With this in mind, we have to expect long interconnection time lines with large non-NEMA projects, as reliability engineers must extensively model the impact these systems have on the electric power system. However, very large PV systems can connect directly into the transmission system, bypassing the distribution system altogether. Though NEM and NEMA projects initially experienced shorter engineering review time lines, these projects are now hitting a wall in areas where IOUs deem the existing utility infrastructure inadequate to support additional DER generation.
In effect, a large portion of the electric power system is not designed for backfeeding from the distribution systems into the transmission level. The antiquated protective devices at the substation and transmission level are designed for power flowing to the distribution system, not from it. As a result, increasing numbers of relatively small DER projects fail to pass the Rule 21 fast-track interconnection review process, and then they must undergo detailed studies with significantly longer time lines.
Interconnection delays. During a recent distribution-level substation walkthrough, I had an experience that offered a microcosm of the situation we are in. The purpose of the visit was to help a client understand the IOU’s proposed upgrades related to direct transfer trip (DTT), a protection scheme that manages unintentional islanding—and that can do so faster and more reliably than the anti-islanding protections in an inverter. (Islanding refers to a situation where an inverter-based distributed generator continues to energize a power-system circuit.) The utility’s protection engineers were concerned that an additional 1 MW of distributed generation (DG) could backfeed the substation and support an unintentional island.
During this walkthrough, the person charged with managing the substation on a day-to-day basis pointed to a voltage regulator and said: “That’s going to be a problem.” This statement confused all of us until the substation manager explained that the voltage regulator had been installed 70 years ago. This meant it had analog controls, which could not accept the digital commands that utility operators need to send to a voltage regulator to enable DTT. Admittedly, I initially thought the substation manager was exaggerating the age of the equipment, but when we walked over to the voltage regulator, he pointed out the year printed on the nameplate: 1946.
Though it is just one piece of hardware, this voltage regulator is emblematic of the challenges associated with transitioning a 20th-century power system into a 21st-century infrastructure. Some of the technology that the utility employs, while perfectly functional, is antiquated. When the utility installed that voltage regulator back in 1946, nobody could have dreamed that a solar power plant would necessitate its replacement in 2016. This single voltage regulator serves hundreds, if not thousands, of customers.
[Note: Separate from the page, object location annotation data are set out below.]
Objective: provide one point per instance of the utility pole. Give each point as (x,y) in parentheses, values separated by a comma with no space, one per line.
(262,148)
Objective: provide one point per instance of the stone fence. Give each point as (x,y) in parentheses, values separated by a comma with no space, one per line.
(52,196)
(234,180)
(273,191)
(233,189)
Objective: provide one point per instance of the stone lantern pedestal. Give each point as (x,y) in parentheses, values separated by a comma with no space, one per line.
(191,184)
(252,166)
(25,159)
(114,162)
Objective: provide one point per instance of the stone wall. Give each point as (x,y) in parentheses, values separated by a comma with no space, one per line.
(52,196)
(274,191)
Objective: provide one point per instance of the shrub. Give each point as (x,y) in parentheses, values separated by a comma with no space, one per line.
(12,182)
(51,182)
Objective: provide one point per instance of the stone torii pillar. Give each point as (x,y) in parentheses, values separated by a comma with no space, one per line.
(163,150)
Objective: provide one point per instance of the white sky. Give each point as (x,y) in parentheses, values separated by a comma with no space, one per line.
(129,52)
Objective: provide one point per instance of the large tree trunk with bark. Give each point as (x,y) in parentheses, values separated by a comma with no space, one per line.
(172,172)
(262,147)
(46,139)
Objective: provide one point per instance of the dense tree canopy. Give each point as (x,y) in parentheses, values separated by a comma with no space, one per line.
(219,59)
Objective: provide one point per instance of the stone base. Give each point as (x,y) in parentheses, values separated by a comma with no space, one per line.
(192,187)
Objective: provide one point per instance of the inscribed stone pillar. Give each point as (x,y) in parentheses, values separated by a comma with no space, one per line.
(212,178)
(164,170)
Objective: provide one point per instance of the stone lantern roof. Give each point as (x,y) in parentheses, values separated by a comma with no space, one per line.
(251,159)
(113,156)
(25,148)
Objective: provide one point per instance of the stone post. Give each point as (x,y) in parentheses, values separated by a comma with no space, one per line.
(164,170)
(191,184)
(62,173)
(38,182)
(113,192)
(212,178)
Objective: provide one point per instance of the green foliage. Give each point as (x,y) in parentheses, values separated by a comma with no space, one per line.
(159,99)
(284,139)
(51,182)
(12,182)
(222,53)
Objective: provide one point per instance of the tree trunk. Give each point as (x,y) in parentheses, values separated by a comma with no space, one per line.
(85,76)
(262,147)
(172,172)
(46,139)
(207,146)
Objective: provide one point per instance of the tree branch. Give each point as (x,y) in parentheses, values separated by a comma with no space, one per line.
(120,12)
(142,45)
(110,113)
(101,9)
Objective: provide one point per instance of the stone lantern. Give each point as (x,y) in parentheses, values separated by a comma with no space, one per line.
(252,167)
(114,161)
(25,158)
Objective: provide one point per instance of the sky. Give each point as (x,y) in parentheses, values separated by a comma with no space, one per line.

Taking it offline, while manageable, requires a substantial amount of coordination within the utility system to ensure no loss of service. The system operator will need to take lines out of service, reroute feeders and so forth. There is no room for error in a system where reliability is of the utmost importance. To manage these risks, the utility typically conducts these change-outs when the load is at a minimum so the potential impact is as low as possible, which in this case is between the months of November and February.
In this particular case, the IOU conducted a detailed study related to the proposed project in March 2016 per Rule 21. Since the IOU identified the need for specific substation upgrades, we requested that the utility place the project in the 2016–17 upgrade window. However, projects in the queue from the previous year had reserved all of the spots in this year’s upgrade window. As a result, the upgrades required to interconnect this project will have to wait until the 2017–18 upgrade window.
This sort of delay stacking is directly due to DER saturation, and antiquated equipment compounds the problem. Had there been enough load to offset the combined generation, the vintage voltage regulator could have gone right on functioning into perpetuity. Instead, what would normally have been an interconnection process of 3–6 months became a project of 18–24 months. It is important to keep in mind that we are not talking about a 50 MW utility-scale project, but rather a NEMA project with a generating capacity of less than 1 MW.